Thursday, June 2, 2016
The Battle of Ridgeway
British troops in Canada were put on the alert and the Canadian militia was called out to defend the country. On June 1, General O'Neill and his force of a little over a thousand Irish troops cross the Niagara River into southern Canada. Not everyone was optimistic about their chances for success though and a great many deserted before ever seeing action so that the force O'Neill ultimately led into battle had been reduced to between 6-700 men. Some additional Fenian men and supplies were stopped from crossing the river by U.S. naval forces and efforts to encourage the locals of Ridgeway to join their cause were unsuccessful (today Ridgeway is an unincorporated village of the 'Town of Fort Erie' in Ontario). After approaching the town of Ridgeway, O'Neill's men clashed with a group of 850 Canadian militiamen led by Lt. Colonel Alfred Booker of the 13th Battalion of Hamilton. More British troops were moving in to confront the invaders but, at Ridgeway, it would be Booker and his 850 men that O'Neill and his 6-700 would have to contend with. The Canadian troops were solid fellows but were militiamen and inexperienced. That would prove a critical shortcoming.

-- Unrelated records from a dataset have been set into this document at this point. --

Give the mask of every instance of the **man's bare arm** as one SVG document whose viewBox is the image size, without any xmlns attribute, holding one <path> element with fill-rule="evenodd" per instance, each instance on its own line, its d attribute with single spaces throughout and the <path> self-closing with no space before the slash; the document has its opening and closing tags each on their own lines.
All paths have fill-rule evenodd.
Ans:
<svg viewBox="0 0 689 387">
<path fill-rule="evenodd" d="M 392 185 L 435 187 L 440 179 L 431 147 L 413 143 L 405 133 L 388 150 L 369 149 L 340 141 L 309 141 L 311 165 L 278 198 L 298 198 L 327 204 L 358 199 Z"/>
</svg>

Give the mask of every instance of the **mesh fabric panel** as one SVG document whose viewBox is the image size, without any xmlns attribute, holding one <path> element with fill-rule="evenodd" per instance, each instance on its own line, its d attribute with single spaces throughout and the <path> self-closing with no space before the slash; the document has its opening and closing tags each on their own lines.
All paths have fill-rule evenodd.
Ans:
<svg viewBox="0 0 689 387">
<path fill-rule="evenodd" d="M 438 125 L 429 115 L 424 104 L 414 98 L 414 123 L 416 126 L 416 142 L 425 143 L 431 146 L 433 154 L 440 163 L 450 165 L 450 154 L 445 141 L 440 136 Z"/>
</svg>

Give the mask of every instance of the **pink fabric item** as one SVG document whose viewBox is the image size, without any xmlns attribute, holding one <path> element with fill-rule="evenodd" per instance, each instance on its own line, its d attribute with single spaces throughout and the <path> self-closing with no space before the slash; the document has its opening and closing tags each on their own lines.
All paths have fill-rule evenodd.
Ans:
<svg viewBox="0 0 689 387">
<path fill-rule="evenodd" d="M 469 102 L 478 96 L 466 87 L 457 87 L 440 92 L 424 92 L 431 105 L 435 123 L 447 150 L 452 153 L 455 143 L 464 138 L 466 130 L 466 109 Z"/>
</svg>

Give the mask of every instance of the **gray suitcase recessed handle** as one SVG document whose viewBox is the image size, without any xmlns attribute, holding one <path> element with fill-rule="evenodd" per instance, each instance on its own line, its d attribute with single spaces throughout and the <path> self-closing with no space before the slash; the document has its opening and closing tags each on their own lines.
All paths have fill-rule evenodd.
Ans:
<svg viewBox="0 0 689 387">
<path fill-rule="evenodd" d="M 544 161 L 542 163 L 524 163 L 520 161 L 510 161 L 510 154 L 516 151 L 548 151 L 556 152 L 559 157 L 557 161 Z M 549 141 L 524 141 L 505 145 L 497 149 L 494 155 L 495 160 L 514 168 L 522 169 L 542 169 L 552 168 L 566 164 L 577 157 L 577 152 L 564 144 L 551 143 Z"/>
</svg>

The Canadians lost 9 killed and 37 wounded in the Battle of Ridgeway while the Fenians lost about 5 killed and 16 wounded. It was a tactical victory for the Irish republicans but not a decisive one. They still had superior British-Canadian forces closing in on them and General O'Neill could see that this invasion was not going to work. In the aftermath, he retreated, abandoning the ground his men had won and withdrawing back across the border to the United States where they were disarmed and taken into custody by the American authorities. In the end, none of the Fenian Raids ever amounted to very much but the Battle of Ridgeway does stand out as one of the few battlefield victories for the Irish republican cause. It should also serve as a lesson to those in other countries, like Canada, of the danger of showing sympathy for their type. I would also add, as I have mentioned before, that I have more respect for the Irish Republican Army of the Fenian Raids than I ever could for the more recent forces to have taken that title. I completely disagree with their overall purpose but I cannot but admire their audacity and, unlike the cowardly killers of the PIRA and their sort, the IRA that fought at Ridgeway were armed men, wearing uniforms, meeting other armed men in uniforms on the field of battle. They were not cowards who hid their faces, blending in with civilians, to make bomb attacks on innocent people. They may not have won, but they did not dishonor themselves by their methods either.